18 January 2013

No-downtime deploys with Unicorn

As mentioned in my last post, a surprising number of Unicorn users do not take advantage of one of its best features, no-downtime deploys. Why? There are some common pitfalls that can make this difficult to setup. I want to help address these issues so that more people can make use of this amazing feature.

What are no-downtime deploys?

There does not have to be a service interruption whenever you:

deploy a new version of your app
rollback to a previous version of your app
upgrade the version of Unicorn you are using
upgrade the version of Ruby you are using

And when I say “does not have to” I mean “should not”.

No-downtime deploys need not be an out-of-band upgrade process requiring you to log into production servers and monkey around with live config files using your favourite text editor. Even for a deploy that changes application code, updates Unicorn, and also upgrades to the latest Ruby, I just run $ cap deploy as I would with any other deploy.
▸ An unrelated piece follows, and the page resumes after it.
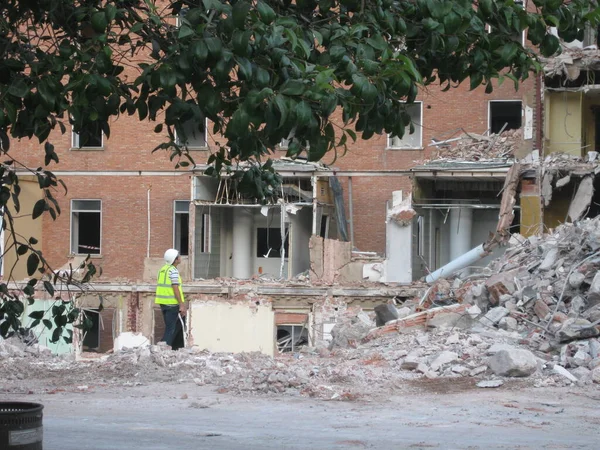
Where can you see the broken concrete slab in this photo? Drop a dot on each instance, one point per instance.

Why isn’t everyone using this?

I suspect many people read about no-downtime deploys, try them out, and then give up soon after once something goes wrong. Something often goes wrong, at least initially, because this feature does not (and cannot) work out-of-the box in all environments.

Successfully running no-downtime deploys depends on a number of factors including (but not limited to):

how Ruby is installed
whether you are using a sandboxing system (e.g. RVM or rbenv)
how you are using Bundler
how you automate deploys (e.g. with Capistrano, Vlad, Puppet or Chef)
what the resource utilization on your production servers looks like (e.g. if you are pegging CPUs or close to the memory limit)

So unfortunately, just using the unicorn.rb config file from Github’s Unicorn blog post will likely fail. You will need to learn a bit about how Unicorn works and then configure it to work with your setup.

TL;DR

This is a fairly long post and there is a fair chance you will get bored reading it.

If you don’t want to figure things out yourself but don’t want to read about all of the ways that things can fail, just skip to the What I do section and adapt my code to your environment.

If you find my explanation verbose and/or confusing you can read SIGNALS along with Tips for using Unicorn with Sandbox installation tools and figure out something that works for you and your production environment.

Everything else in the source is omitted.